1903 – A parsonage was purchased. It was sold to John Balser in 1913.
1913 – In November, Hill Grove united with Digby Baptist Church. One pastor now served both churches.
1919-1921 – Various renovations included new windows and a new steeple. The re-dedication services were held in October, 1921.
1927 – Electric lights were installed. Also, a part of the newly-purchased property was the grove of beech and maple trees from which the church may have taken its name. Another part of the property eventually became the third section of the church cemetery system.
1937 – For the 100th Anniversary Services, inspiring messages were delivered by visiting clergymen, letters from former pastors were read and special anniversary hymns that were composed by a former pastor were sung.
1954-1955 – The old Acaciaville schoolhouse and the Temperance Building were connected together and renovated by the church to be used as a “new” church hall.

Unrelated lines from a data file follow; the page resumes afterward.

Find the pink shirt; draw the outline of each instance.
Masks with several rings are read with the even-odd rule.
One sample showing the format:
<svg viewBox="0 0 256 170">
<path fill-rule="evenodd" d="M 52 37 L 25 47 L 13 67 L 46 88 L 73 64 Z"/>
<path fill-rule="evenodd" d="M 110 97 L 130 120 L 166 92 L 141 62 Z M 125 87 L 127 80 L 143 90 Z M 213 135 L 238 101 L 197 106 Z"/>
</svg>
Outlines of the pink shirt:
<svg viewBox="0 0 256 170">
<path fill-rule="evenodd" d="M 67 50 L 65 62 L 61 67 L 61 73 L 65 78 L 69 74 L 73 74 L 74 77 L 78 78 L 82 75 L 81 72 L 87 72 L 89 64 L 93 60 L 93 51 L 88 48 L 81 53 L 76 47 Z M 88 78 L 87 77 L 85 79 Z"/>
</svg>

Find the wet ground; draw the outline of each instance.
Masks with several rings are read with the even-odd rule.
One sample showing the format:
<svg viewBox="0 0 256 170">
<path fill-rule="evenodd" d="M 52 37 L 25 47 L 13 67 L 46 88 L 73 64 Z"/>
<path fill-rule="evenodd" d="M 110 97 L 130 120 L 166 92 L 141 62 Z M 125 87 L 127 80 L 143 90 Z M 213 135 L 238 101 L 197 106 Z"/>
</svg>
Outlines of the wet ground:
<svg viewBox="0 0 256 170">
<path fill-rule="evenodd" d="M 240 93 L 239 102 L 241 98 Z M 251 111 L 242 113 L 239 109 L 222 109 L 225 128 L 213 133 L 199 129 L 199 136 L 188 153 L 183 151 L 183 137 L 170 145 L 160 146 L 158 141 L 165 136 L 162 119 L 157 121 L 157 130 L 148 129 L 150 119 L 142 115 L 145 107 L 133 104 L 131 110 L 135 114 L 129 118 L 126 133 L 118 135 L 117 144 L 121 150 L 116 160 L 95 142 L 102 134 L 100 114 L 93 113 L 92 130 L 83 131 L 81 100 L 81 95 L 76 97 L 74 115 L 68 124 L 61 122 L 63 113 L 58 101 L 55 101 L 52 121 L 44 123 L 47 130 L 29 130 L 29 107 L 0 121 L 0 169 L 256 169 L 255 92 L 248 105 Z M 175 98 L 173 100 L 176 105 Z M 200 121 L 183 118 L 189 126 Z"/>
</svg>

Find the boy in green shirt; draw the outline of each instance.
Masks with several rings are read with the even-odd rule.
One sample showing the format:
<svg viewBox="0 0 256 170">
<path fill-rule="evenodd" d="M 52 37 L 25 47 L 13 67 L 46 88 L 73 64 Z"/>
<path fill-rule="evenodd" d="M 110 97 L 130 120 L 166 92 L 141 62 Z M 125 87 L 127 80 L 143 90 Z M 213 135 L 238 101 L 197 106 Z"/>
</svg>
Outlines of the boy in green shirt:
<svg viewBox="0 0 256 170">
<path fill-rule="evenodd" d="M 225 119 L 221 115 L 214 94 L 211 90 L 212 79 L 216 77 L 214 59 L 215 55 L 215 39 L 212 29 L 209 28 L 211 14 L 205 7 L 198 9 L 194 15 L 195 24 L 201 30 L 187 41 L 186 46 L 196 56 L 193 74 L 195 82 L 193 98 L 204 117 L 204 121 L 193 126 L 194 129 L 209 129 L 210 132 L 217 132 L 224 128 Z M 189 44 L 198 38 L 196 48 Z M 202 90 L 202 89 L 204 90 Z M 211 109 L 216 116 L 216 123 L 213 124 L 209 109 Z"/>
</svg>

1967 – The Hill Grove Baptist Youth Fellowship presented to the church a new set of communion plates which are still regularly used today during communion services. This is an enduring legacy from a dynamic group of young people, several of whom are still part of the Hill Grove family today.
1985 – In March, the congregation voted to dissolve the 71-year old relationship with Digby Baptist, thus
becoming a separate church with its own pastor.
1986 – The exterior work was completed on a new parsonage. The interior work was completed in the early
1987 – Many activities took place to celebrate the 150th Anniversary of the church.
1991 – A church library was organized and a steel archway was erected at the upper entrance to the third section of the cemetery system.
1995 – More renovations included new doors, steps, siding and a driveway leading to the wheelchair access to
1997 – In June, to commemorate the 160th Anniversary of the church, a service of dedication was held to name the church hall “Hill Grove Christian Education Centre”.
2008 – By congregational agreement, it was decided to sell the 21-year old parsonage.